This post is a review of a photographers work. The photographer in question would not consider herself a "true" photographer, but I do. In a time when titles and labels often mean more than they should, she is a prime example of the true meaning of a gifted amateur.

I have known Peta Frost for a long time. She was a work colleague and friend of my wife's on and off for more than 20 years, and has always kept in touch.

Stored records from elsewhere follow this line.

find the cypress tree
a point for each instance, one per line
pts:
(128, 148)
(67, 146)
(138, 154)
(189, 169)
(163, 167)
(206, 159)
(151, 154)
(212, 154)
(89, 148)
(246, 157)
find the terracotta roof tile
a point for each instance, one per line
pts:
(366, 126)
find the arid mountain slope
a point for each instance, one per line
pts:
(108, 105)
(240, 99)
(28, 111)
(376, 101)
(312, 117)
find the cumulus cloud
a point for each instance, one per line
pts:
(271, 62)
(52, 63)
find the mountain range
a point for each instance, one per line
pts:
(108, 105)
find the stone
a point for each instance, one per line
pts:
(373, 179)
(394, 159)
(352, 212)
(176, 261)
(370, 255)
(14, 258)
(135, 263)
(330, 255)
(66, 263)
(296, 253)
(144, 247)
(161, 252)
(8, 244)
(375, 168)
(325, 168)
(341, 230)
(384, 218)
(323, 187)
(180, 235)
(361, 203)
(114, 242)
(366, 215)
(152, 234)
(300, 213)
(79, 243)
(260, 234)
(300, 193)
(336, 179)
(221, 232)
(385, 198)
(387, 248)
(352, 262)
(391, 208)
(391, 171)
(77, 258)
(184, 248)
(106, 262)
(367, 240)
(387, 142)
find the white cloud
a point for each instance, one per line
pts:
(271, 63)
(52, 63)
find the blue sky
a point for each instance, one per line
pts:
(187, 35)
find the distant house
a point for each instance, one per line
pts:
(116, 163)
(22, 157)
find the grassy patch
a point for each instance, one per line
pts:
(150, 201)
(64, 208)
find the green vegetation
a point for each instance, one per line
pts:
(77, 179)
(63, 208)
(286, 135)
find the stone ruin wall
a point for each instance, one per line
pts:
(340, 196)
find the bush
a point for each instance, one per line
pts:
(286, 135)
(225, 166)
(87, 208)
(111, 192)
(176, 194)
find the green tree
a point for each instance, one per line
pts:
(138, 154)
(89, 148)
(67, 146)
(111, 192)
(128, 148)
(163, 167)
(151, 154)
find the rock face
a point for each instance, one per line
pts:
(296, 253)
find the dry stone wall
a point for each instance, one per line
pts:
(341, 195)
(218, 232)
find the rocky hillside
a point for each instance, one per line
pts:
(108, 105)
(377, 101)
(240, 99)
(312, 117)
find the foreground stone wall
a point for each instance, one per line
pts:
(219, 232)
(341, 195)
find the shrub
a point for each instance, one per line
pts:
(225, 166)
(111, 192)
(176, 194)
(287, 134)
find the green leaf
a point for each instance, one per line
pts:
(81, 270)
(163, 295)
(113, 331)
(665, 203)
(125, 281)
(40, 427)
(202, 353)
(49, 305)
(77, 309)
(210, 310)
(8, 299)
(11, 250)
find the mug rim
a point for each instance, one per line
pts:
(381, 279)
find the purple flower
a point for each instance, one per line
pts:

Now semi retired allowing her to succumb fully to the effects of her travel bug, Peta is showing a natural photographers eye, curiosity fuelled and sensitivity moulded. A natural eye is a great gift. My wife also has a great eye, possibly tainted by too much exposure to me, but strong none the less.

My first contact with Peta's image making came in the form of a little Canon compact camera, purchased from the shop I was working at several years ago. This went to Morocco, a favourite destination and came back laden with great images. She stretched that little camera as far as it would go and then some. It was clear to me, she had more potential than the camera could service, an ideal situation really (I have sold plenty of cameras over the years that are never going to be fully stretched or even fully understood by their owners). 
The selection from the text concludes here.